# Young sax player signs for Universal Music



## ElYardo

I thought this news was worthy of going into the news thread! Tyler is only 16...

WEST HAM FOOTBALLER
SIGNS £1 MILLION RECORD DEAL AT UPTON PARK

TALENTED UK TEENAGER HANGS UP SOCCER BOOTS TO PURSUE MUSIC DREAM

London schoolboy Tyler Rix has swapped the football pitch for the recording studio when he scored a £1 million, four-album record deal with Universal Music, the largest record company in the world. A product of the same groundbreaking West Ham Academy that launched the careers of Frank Lampard and Rio Ferdinand, Tyler is hailed as a once-in-a-generation musical talent. Tyler aptly signed the contract at West Ham's Upton Park.

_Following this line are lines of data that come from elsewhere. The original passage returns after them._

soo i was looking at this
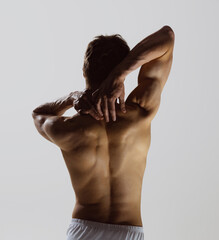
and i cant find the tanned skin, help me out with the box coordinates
[32,25,175,227]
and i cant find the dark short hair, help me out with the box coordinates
[83,34,130,90]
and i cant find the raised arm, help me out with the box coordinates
[93,25,175,121]
[113,25,174,88]
[32,91,103,147]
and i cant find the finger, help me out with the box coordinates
[119,96,126,113]
[95,98,103,117]
[78,109,90,115]
[103,96,109,122]
[92,89,100,99]
[91,105,104,120]
[88,107,102,120]
[74,97,89,112]
[85,98,102,119]
[91,90,103,118]
[108,97,116,121]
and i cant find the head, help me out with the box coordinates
[83,34,130,91]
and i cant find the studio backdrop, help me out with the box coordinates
[0,1,218,240]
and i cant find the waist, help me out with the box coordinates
[72,201,143,227]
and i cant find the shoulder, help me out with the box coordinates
[43,115,77,151]
[43,114,101,151]
[126,79,162,114]
[116,101,153,125]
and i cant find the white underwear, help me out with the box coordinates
[66,218,144,240]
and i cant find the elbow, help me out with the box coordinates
[32,106,42,118]
[32,109,39,119]
[162,25,175,40]
[32,111,36,118]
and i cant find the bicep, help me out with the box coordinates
[137,37,174,89]
[126,39,174,120]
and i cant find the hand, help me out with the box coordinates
[92,75,126,122]
[72,90,104,121]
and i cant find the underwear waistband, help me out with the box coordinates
[69,218,144,233]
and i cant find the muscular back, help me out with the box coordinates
[38,26,174,228]
[51,101,152,227]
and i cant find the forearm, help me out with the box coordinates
[112,25,174,80]
[32,91,80,116]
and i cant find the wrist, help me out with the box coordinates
[112,53,134,81]
[69,91,81,106]
[110,66,126,83]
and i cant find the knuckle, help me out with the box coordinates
[108,97,115,103]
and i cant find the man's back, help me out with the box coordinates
[32,26,174,239]
[59,101,152,227]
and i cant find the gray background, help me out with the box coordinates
[0,0,218,239]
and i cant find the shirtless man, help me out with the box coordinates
[32,25,175,240]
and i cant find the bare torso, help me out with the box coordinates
[33,26,175,228]
[59,101,152,227]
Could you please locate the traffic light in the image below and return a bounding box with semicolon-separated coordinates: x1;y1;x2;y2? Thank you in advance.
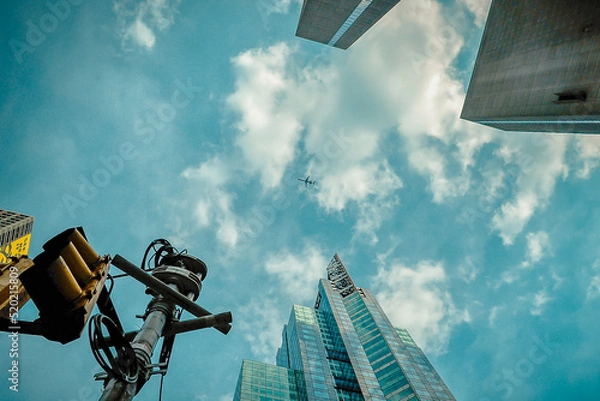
18;227;110;344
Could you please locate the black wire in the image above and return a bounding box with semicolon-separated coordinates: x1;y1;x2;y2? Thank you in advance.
89;314;138;384
105;275;115;298
140;239;171;271
158;373;165;401
153;243;177;268
89;315;113;375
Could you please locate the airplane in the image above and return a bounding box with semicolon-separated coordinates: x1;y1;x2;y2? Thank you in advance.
297;175;316;187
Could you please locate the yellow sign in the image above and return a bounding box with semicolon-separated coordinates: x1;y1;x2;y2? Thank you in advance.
0;234;32;264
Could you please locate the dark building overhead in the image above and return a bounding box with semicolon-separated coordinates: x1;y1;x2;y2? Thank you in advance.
296;0;402;49
461;0;600;133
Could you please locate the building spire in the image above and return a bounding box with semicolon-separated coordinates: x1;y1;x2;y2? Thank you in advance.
326;253;357;298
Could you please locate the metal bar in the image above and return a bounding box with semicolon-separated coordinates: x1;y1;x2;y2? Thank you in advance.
0;317;44;336
162;312;233;336
111;255;231;334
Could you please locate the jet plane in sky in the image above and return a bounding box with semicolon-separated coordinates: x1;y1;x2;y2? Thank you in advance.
297;175;316;187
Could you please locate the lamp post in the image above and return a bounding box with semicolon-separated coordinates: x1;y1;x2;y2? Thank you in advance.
1;229;231;401
91;243;232;401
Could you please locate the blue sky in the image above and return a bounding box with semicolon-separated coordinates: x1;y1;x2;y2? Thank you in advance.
1;0;600;400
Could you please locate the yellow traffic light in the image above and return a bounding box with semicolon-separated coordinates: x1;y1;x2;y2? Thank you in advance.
18;227;110;344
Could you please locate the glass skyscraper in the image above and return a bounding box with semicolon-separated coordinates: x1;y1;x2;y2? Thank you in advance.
233;254;456;401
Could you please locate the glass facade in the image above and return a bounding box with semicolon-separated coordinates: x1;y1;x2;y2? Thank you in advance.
234;360;307;401
233;254;456;401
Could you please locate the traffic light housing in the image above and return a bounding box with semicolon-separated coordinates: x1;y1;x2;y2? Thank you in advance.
18;227;110;344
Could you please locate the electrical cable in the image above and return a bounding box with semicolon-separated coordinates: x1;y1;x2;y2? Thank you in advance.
89;314;139;384
140;239;171;271
105;274;115;298
158;373;165;401
156;307;182;401
153;243;177;268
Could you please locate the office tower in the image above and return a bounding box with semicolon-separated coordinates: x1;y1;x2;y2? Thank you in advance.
0;210;34;259
233;254;456;401
461;0;600;133
0;209;34;318
296;0;402;49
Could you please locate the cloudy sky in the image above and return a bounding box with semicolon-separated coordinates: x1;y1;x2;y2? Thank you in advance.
1;0;600;400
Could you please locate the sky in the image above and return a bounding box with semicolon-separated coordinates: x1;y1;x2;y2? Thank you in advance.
1;0;600;400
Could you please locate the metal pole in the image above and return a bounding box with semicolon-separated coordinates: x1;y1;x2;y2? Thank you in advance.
98;294;176;401
95;250;230;401
97;379;136;401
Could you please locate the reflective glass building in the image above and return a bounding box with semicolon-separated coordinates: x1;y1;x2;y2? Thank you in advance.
233;254;456;401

16-year old saxophonist Tyler was discovered by record executives when he took part in BBC2's Classical Star TV talent programme. Astounded by his natural connection with his audience and raw enthusiasm for classical music, bosses at Universal Classics and Jazz offered him the chance to join a stable which includes Amy Winehouse, Take That and Jamie Cullum.

You can sample the new album here www.tylerrix.com


----------



## marval

Yes, I read about him in the paper today. I hadn't heard him play before, but he is very good.


Margaret


----------